Recently we bought an older 1960’s home in our downtown area. When entering, the living room had paneling, thank God it was at least painted! The hallway was paneling and the lower half of the bathroom wall was paneling. I was very impressed that all of the bedrooms and closets have been updated with drywall. I instantly wanted to get rid of the hallway paneling and the living room paneling, but wait! We just bought a house ($$$) that had to have a new roof ($$$) Our highest priority was to get the floors done ($$$) We needed a laundry room and hookups ($$$) We needed a load-bearing wall busted out ($$$) We needed a new water heater ($$$) New appliances ($$$) A pantry ($$$) and the list goes on! Needless to say we were definitely not going to put any of our extra money into things that we could live with (like walls).
In fact two months later after the contractors have left we still do not have new cabinets, countertops, vanity, new toilet, etc. that we will eventually have to get. Hello, frozen dinners!
What you will need:
- Joint compound (anywhere between $5 - $15 a room) SHEETROCK Brand Lightweight (Always get more than you think you will need with this! We needed about 1.5 gallons for a decent sized living room and the hallway)
- Putty Knife(s) ($1-$5) Economy Putty Knife Set ($2.97)
- Sander / Sand Paper ($1 set at Dollar Tree or something more expensive like a sander will save a lot of time in a bigger room)
- Paint for after to cover up the joint compound (Approx. $25 a gallon or free if you have it around)
- Time (You will need at least a full weekend to do this properly without going too crazy) It also helps to have a helper of some sort. I did a lot of the joint compounding and my husband did a lot of the sanding. It takes anywhere from 4 hours to 10 hours to do a room in joint compound depending on how big it is with an additional second coat. Sanding will take anywhere from 1 to 4 hours with the proper tools (a sander) or much longer with just sand paper.
Step One: Definitely get all of the materials you need. If you are using a sander later, make sure you get a fine grain and/or ultra-fine grain replacement pads. Make sure you have putty knives and of course joint compound.
Step Two: Make sure you have time. You do NOT have to finish joint compounding during the same hour / day / or even week. Just make sure you finish your section before you leave for work or go anywhere. However I highly suggest having a lot of time to sand during one or two close together periods. The sanding gets REALLY dusty and you do not want it around your house for long. You may want to move anything you do not want dirty or cover it up with plastic.
Step Three: Open your pre-mixed joint compound and put it on your putty knife. Slowly press the compound on the paneling line and start smoothing it into the crease up or down the entire height of the wall or paneling.

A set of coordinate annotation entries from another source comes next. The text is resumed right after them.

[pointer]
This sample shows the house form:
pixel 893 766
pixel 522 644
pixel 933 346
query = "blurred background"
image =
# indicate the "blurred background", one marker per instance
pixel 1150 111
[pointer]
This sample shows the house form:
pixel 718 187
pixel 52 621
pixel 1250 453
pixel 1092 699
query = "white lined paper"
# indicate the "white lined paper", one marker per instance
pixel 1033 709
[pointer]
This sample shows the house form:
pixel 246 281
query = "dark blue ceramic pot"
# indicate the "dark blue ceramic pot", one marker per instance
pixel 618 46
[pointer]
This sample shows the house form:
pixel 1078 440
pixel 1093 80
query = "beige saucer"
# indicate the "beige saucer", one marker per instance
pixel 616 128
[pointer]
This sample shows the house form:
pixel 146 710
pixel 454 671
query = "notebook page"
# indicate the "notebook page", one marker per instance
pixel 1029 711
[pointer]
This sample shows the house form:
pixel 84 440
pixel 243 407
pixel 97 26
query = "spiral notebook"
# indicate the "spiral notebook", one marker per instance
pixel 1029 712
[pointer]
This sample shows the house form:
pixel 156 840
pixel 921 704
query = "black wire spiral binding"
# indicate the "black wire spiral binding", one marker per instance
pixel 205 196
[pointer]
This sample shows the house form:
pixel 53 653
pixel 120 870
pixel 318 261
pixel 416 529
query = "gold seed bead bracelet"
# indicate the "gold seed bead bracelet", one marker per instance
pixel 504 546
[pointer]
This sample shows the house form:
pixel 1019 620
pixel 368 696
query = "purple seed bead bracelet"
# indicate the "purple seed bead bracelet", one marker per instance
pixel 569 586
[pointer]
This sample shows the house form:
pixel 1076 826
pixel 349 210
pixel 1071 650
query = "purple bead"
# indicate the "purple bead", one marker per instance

Step Four: After you fill the line go back and press the putty knife flat on the wall and pull the knife up or down keeping it very horizontal to the wall. You may need to clean off the excess compound in your bucket every few sweeps.
Step Five: Once your paneling crease is completely filled and smoothed you can move on to the next ones and do them in the same way.
Step Six: Wait until the compound is dried (some dry longer than others) and then go back with a second coat exactly the same way as you did before.
Step Seven: Let the compound dry for at least over night before doing anything else. It will come out uneven or even smudgy if you don’t give it time to dry properly.
Step Eight: Move or cover up anything that you do not want messy! I highly suggest a pair of work gloves and a dust mask for the rest of the project. Come back with your sand paper or sander and start sanding the compound evenly. Be very gentle because you can scratch the paneling that does not have a layer of compound on it. Make sure you are sanding it to look completely even and smooth. Go slow. It will most likely save you time.
Step Nine: Asses your project and go back with anymore sanding that needs to be done. Sometimes you may have even missed a spot in your compounding.
Step Ten: I didn’t do this but if you are picky you may want to dust off the walls. Then go back with a good vacuum cleaner to clean your floors or anywhere there is dust. After a good vacuuming I suggest mopping afterwards if you have hard floors.
Step Eleven: Paint over the joint compound on your wall with the wall color that you want your walls to be. We used a paint + primer by Glidden but you may want to prime the surface before painting.
Step Twelve: Let the paint dry and then admire your wonderful work! Look, you have smooth walls now!
I hope you enjoy!
*Notes: Do not bang very hard on the walls after this process. The joint compound will crack if a lot of pressure is applied.
I will be updating with my own pictures shortly!